NLA eClips Service Incident Report
NLA eClips Service Incident - Report
Problem:
At approximately 9:30 this morning an incident occurred which impacted eClips service delivery. The incident was resolved at 10:00. During this incident, clients ability to view eClips content was impacted as the service was intermittently unavailable.
Cause:
The root cause of the incident is still under investigation by NLA engineers, however indications show that when attempting to serve a higher than normal number of requests, the eClips database license checking process became less responsive and is being investigated as a potential area requiring optimization.
Solution:
NLA engineers are now reviewing the eClips core code related to this aspect of the service with the aim of discovering the root cause and optimizing it to prevent reoccurrence.

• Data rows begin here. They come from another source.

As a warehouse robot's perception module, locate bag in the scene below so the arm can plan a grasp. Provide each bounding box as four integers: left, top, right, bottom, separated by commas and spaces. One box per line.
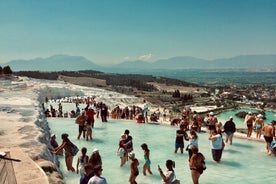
172, 179, 180, 184
172, 174, 180, 184
172, 179, 180, 184
70, 143, 79, 156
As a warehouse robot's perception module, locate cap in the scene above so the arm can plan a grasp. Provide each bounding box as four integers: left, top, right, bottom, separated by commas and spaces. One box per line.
128, 153, 135, 158
93, 148, 99, 153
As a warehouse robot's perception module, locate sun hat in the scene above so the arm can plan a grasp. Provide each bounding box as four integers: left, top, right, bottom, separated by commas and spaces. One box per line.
257, 114, 263, 118
93, 148, 99, 153
128, 152, 135, 159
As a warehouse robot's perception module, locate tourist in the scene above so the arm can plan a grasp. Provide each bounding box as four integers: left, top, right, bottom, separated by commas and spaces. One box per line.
223, 116, 236, 145
208, 112, 218, 131
244, 112, 255, 137
189, 146, 206, 184
255, 114, 264, 139
141, 143, 152, 175
101, 103, 108, 123
209, 130, 224, 163
75, 111, 86, 139
85, 106, 96, 128
262, 120, 276, 154
129, 153, 139, 184
117, 134, 127, 167
125, 129, 133, 160
158, 160, 175, 184
88, 166, 107, 184
188, 130, 198, 160
80, 164, 94, 184
89, 148, 102, 169
174, 124, 189, 154
50, 134, 63, 155
85, 105, 96, 141
54, 134, 75, 172
270, 138, 276, 156
143, 99, 149, 123
76, 147, 89, 175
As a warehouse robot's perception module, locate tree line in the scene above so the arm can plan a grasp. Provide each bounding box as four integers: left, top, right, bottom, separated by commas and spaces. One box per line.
0, 66, 12, 75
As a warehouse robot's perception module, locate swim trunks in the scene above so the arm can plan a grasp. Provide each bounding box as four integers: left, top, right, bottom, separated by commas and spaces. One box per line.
264, 136, 273, 143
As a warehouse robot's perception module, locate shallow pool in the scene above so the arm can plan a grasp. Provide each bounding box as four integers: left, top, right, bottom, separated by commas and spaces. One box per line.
48, 115, 276, 184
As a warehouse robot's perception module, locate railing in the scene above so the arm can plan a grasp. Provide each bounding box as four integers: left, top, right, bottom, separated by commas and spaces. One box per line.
0, 152, 17, 184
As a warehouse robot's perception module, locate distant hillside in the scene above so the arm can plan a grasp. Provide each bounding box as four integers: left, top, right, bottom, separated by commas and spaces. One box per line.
4, 55, 101, 71
3, 55, 276, 73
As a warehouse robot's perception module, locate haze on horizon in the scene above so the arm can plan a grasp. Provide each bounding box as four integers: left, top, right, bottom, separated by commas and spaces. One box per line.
0, 0, 276, 64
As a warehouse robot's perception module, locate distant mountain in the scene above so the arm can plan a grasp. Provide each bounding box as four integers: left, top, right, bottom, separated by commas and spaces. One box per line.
2, 55, 276, 74
110, 55, 276, 70
4, 55, 101, 71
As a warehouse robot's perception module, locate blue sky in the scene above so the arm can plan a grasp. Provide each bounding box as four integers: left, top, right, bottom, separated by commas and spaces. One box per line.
0, 0, 276, 64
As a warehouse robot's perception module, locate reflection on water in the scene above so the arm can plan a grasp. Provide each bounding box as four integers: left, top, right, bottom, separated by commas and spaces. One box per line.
48, 118, 276, 184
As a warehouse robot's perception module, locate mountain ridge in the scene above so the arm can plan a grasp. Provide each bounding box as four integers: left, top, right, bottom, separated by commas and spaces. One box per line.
4, 54, 276, 73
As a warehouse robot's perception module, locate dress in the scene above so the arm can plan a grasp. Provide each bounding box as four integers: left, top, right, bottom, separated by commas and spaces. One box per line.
88, 176, 107, 184
162, 170, 175, 184
223, 120, 236, 135
175, 130, 187, 148
211, 134, 223, 162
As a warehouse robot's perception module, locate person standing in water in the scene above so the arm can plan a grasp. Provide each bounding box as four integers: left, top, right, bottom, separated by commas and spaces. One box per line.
262, 120, 276, 155
174, 124, 189, 154
143, 99, 149, 123
223, 116, 236, 145
129, 153, 139, 184
54, 134, 75, 172
255, 114, 264, 139
244, 112, 255, 137
141, 143, 152, 175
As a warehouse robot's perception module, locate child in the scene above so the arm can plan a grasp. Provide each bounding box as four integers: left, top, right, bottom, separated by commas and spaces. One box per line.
141, 143, 152, 175
77, 147, 89, 175
129, 153, 139, 184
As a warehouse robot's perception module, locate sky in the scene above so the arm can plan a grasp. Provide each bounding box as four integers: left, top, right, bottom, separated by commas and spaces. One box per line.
0, 0, 276, 65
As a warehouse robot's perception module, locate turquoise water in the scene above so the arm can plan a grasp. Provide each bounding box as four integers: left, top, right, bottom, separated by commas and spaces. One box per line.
48, 115, 276, 184
217, 109, 276, 128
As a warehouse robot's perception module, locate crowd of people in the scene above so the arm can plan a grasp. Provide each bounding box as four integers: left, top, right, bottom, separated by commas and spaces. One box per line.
45, 95, 276, 184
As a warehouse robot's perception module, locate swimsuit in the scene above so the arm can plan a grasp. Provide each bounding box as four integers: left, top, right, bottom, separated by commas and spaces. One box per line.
264, 136, 273, 144
144, 155, 151, 166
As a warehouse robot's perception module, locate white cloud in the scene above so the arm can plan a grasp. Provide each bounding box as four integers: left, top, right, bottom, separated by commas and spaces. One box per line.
139, 53, 152, 61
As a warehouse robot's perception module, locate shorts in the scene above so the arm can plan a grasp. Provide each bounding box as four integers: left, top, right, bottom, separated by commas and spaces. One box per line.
79, 126, 84, 133
175, 143, 184, 149
247, 124, 253, 128
209, 125, 216, 130
212, 149, 222, 162
145, 160, 151, 166
264, 136, 273, 144
117, 148, 125, 158
225, 131, 233, 136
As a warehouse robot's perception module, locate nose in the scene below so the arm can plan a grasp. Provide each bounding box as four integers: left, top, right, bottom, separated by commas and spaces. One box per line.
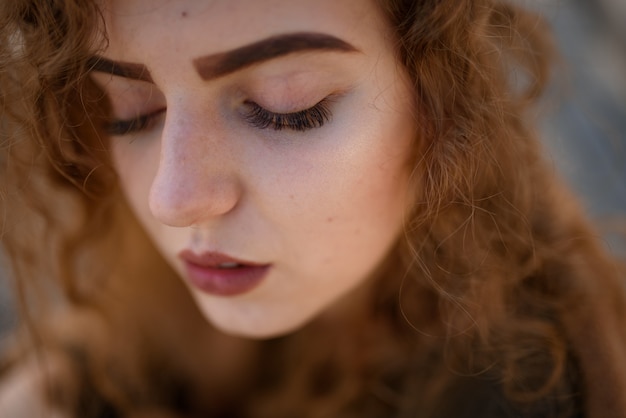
149, 109, 242, 227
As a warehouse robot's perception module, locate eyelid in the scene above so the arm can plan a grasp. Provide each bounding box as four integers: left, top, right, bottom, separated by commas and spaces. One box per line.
244, 96, 333, 132
103, 108, 166, 136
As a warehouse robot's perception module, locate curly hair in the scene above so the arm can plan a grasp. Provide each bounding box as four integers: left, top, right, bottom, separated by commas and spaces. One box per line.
0, 0, 626, 417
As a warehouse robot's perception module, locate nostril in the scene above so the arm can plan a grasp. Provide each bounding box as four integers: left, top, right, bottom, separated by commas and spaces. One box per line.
149, 173, 241, 227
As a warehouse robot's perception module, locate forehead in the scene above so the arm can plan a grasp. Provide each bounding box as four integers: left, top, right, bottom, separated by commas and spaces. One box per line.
102, 0, 385, 61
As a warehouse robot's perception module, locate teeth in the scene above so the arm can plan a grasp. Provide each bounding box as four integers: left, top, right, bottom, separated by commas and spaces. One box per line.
218, 262, 239, 269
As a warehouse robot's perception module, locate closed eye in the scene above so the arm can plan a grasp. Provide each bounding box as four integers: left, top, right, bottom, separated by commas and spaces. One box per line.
244, 98, 332, 132
103, 109, 165, 136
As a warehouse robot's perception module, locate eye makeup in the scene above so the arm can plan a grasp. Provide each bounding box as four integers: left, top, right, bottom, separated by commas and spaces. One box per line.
240, 98, 332, 132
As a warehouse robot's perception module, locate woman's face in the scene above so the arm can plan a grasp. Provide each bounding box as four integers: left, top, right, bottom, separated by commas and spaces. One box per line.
93, 0, 416, 337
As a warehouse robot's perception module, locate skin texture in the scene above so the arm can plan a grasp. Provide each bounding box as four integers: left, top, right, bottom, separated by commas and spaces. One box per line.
93, 0, 416, 337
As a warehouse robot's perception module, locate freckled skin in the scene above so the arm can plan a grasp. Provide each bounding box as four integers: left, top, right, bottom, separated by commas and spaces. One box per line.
95, 0, 416, 337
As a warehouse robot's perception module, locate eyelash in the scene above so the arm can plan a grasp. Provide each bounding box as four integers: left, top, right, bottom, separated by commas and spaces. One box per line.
246, 98, 331, 132
104, 110, 165, 136
104, 98, 331, 136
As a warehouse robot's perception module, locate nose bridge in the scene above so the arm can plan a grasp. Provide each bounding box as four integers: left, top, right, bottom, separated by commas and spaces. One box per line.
149, 106, 241, 227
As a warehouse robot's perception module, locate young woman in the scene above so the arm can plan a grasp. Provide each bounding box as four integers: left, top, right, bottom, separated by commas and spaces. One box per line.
0, 0, 626, 418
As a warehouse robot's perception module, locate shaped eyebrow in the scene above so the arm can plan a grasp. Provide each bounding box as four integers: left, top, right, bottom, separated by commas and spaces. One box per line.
87, 32, 359, 83
193, 32, 359, 80
87, 55, 153, 83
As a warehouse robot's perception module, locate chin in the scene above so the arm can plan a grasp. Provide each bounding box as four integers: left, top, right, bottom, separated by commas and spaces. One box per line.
202, 309, 312, 340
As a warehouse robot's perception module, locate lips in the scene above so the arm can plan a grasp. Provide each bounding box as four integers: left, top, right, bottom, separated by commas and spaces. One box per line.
179, 250, 270, 296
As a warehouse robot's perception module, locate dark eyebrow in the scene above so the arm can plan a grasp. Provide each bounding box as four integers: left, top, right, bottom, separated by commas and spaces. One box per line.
87, 55, 153, 83
193, 32, 358, 80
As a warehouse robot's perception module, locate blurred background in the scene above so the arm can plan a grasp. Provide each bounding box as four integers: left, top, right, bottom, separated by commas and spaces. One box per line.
0, 0, 626, 342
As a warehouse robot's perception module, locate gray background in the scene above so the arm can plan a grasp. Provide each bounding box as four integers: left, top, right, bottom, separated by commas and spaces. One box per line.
0, 0, 626, 336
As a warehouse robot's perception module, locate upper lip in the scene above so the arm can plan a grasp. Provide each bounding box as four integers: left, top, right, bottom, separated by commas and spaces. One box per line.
179, 250, 267, 268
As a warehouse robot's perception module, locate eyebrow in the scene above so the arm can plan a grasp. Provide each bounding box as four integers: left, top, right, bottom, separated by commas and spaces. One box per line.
87, 55, 153, 83
193, 32, 359, 80
87, 32, 359, 83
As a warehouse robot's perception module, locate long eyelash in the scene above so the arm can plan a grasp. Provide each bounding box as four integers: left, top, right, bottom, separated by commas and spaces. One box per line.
103, 111, 161, 136
246, 99, 331, 132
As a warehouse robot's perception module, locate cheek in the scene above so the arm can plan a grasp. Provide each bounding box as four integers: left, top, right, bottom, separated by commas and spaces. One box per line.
111, 138, 160, 225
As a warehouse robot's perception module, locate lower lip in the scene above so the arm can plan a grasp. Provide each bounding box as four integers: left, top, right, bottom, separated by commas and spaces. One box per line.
180, 261, 270, 296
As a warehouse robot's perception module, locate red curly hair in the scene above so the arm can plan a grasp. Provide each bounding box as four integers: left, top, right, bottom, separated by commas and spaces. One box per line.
0, 0, 626, 417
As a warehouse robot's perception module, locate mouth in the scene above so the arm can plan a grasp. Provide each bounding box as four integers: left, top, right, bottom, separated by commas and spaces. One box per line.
179, 250, 271, 296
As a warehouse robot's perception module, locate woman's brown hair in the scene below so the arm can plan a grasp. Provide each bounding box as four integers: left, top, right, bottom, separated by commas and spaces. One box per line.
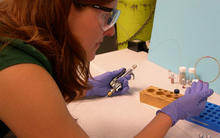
0, 0, 114, 102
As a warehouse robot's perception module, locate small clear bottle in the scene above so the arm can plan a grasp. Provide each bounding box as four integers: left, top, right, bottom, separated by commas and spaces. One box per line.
179, 66, 186, 85
188, 67, 196, 84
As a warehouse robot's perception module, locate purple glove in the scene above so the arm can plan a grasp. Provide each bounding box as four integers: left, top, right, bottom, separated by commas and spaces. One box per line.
86, 68, 131, 97
157, 81, 213, 125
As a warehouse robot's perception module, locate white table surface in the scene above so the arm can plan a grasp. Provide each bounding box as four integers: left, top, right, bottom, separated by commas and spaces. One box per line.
67, 49, 220, 138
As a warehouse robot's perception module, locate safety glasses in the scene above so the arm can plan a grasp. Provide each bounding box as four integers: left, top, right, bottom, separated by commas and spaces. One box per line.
77, 3, 120, 31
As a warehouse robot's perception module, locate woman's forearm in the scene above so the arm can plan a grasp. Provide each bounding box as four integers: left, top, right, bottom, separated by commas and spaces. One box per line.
135, 112, 172, 138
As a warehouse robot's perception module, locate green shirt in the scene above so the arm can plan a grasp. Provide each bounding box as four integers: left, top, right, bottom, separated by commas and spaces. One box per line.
0, 39, 53, 138
0, 39, 53, 75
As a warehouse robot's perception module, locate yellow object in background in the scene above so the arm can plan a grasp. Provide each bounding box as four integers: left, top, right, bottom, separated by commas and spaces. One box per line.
116, 0, 156, 49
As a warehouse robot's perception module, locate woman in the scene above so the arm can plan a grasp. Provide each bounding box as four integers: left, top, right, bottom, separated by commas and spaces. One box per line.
0, 0, 213, 138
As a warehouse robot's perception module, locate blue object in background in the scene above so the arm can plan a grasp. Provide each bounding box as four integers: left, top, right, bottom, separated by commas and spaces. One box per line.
187, 102, 220, 133
148, 0, 220, 94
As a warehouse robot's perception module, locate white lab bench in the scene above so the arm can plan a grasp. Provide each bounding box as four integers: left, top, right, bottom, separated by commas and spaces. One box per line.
67, 49, 220, 138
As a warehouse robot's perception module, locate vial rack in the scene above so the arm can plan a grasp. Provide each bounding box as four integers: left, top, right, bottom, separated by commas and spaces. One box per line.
140, 86, 220, 133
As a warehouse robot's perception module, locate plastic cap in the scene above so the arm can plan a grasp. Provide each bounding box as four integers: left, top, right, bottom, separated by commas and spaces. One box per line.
179, 66, 186, 72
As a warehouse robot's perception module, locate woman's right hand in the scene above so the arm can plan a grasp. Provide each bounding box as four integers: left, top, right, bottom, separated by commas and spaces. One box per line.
157, 81, 213, 125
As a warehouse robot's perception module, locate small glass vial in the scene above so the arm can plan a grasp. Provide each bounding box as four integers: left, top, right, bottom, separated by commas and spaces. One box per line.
179, 66, 186, 85
188, 67, 196, 84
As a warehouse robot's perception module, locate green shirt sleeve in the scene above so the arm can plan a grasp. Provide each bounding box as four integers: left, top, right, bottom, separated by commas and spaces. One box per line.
0, 39, 53, 76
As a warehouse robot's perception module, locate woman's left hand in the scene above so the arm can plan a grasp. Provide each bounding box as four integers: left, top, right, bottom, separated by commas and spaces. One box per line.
86, 68, 131, 97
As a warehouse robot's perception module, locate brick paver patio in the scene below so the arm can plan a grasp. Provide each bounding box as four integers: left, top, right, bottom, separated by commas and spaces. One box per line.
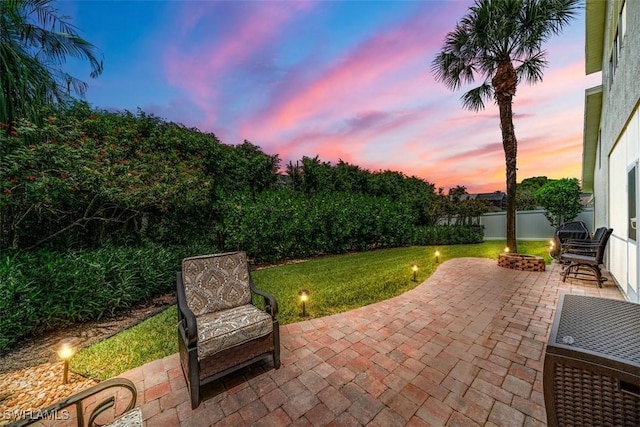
115, 258, 623, 427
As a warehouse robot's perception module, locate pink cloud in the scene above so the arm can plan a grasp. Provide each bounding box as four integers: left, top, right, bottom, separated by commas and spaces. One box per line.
164, 1, 313, 128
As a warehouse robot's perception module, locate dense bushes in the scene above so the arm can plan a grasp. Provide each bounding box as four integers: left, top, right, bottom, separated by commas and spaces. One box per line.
0, 244, 216, 352
411, 225, 484, 246
0, 103, 482, 351
219, 190, 415, 262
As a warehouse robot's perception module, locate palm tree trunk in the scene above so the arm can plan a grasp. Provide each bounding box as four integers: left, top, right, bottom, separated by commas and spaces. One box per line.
498, 99, 518, 253
491, 60, 518, 253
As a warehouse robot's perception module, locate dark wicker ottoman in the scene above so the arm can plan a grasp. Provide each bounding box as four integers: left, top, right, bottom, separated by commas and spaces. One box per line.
543, 295, 640, 427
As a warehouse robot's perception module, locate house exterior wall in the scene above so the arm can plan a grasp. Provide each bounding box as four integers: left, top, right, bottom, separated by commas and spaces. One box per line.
587, 0, 640, 302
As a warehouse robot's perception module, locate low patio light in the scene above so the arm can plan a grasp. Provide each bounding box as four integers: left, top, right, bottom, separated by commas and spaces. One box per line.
55, 338, 80, 384
298, 289, 309, 317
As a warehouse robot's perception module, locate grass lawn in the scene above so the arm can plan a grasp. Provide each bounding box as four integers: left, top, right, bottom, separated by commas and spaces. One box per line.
71, 241, 551, 380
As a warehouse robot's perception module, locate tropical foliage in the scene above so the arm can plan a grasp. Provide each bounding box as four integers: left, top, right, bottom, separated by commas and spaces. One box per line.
432, 0, 580, 252
0, 0, 103, 125
536, 178, 582, 227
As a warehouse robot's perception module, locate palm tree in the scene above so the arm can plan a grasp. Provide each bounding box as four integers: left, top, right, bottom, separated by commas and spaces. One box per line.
432, 0, 580, 252
0, 0, 102, 123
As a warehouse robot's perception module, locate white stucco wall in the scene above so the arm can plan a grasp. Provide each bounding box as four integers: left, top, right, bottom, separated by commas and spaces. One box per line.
594, 0, 640, 302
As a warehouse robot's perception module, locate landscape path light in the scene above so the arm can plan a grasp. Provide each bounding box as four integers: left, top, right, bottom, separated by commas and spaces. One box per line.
56, 338, 80, 384
298, 289, 309, 317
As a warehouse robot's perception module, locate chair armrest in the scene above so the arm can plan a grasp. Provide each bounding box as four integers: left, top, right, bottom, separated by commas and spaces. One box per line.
176, 272, 198, 347
249, 277, 278, 319
11, 378, 138, 427
562, 243, 600, 252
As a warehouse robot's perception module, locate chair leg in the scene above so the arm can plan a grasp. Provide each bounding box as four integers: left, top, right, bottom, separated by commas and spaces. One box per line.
273, 323, 280, 369
591, 265, 604, 288
560, 264, 573, 282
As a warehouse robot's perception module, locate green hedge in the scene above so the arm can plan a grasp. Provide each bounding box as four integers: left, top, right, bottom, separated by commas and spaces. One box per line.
411, 225, 484, 246
217, 190, 483, 262
0, 244, 216, 352
218, 190, 416, 262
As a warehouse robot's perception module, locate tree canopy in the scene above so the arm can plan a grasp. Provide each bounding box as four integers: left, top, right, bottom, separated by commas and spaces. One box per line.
432, 0, 580, 252
0, 0, 103, 124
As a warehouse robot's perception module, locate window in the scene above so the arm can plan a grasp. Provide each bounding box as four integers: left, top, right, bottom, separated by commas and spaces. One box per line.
627, 163, 638, 240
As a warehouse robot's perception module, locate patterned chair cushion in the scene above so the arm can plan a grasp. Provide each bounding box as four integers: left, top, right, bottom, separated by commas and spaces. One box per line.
196, 304, 273, 359
182, 252, 251, 316
102, 408, 144, 427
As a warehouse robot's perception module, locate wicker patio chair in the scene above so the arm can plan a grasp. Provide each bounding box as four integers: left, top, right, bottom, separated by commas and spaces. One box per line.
176, 252, 280, 409
549, 221, 589, 260
560, 228, 613, 288
9, 378, 139, 427
562, 227, 608, 252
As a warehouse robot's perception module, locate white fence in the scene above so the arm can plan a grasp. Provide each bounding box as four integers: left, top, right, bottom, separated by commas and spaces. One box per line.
480, 208, 594, 240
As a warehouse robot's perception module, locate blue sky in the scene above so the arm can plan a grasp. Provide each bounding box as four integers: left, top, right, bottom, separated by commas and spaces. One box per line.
57, 0, 599, 192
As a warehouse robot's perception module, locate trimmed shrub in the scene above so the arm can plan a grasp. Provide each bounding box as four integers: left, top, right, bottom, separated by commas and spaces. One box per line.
217, 190, 416, 262
411, 225, 484, 246
0, 244, 217, 352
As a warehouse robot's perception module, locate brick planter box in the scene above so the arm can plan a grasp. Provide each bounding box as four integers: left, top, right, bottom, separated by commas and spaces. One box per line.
498, 253, 545, 271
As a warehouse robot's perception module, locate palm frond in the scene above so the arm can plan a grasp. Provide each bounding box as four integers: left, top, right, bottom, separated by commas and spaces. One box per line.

The NLA engineering team is also preparing to deploy a new database architecture which will be more resilient and scalable. This should also have the benefit of preventing such an incident from occurring.
NLA Service Operations Management
CANCELLED: NLA maintenance - Saturday 4th October 2008 at 13:00
NLA engineers will be carrying out configuration changes to the NLA eClips environment on Saturday 4th October at 13:00. Web and FTP services will be intermittently unavailable for up to three hours while the work takes place.
Notifications will be sent before the work begins and as soon as it is complete.
We apologise for any inconvenience this may cause.
NLA eClips Email Issues
Yesterday the NLA implemented changes to our email system which creates further resilience and fault tolerance. Unfortunately, during the implementation, new rules and restrictions within the system blocked some emails from being passed to third party recipients. In particular, this issue impacted client requests sent to the reprocessing@nla.co.uk alias. All requests sent yesterday to this alias were not routed appropriately to Ninestars and therefore any requests for reprocessing were not performed.
The NLA apologises for any impact this may have had on PCA eClips production workflow. The issue has now been resolved and all emails are being routed appropriately.
NLA eClips Service Incident - Report
Problem:
At approximately 9:20 yesterday an incident occurred which impacted eClips service delivery. The incident was resolved at 10:15. During this incident, clients ability to view eClips content was impacted as the service was intermittently unavailable.
Cause:
The root cause of the incident is still under investigation by NLA engineers, however indications show that when attempting to serve a high number of multi-object requests containing more than the permitted 100 objects, the eClips web application spawned unnecessary additional connections to the eClips database which in turn impacted performance. Yesterday, we experienced a higher than normal number of large multi-object requests.
Solution:
Once the cause of the incident was understood by NLA engineers the service was restarted and returned to normal operation immediately. NLA engineers are now putting in place further monitoring which will provide an earlier warning of the potential reoccurrence of this type of incident. The NLA is also investigating the eClips core code related to this aspect of the service with the aim of discovering the root cause and redeveloping it to prevent reoccurrence.
Separately, the NLA engineering team is preparing to deploy a new database architecture which will be more resilient and scalable. This should also have the benefit of preventing such an incident from occurring.
NLA eClips: Emergency Maintenance
NLA engineers will be carrying out emergency maintenance on the eClips database storage device today at 19:00. This will require stopping all eClips web and FTP services for up to 60 minutes.
Further notification will be sent when the work is complete.
We apologise for any inconvenience this may cause.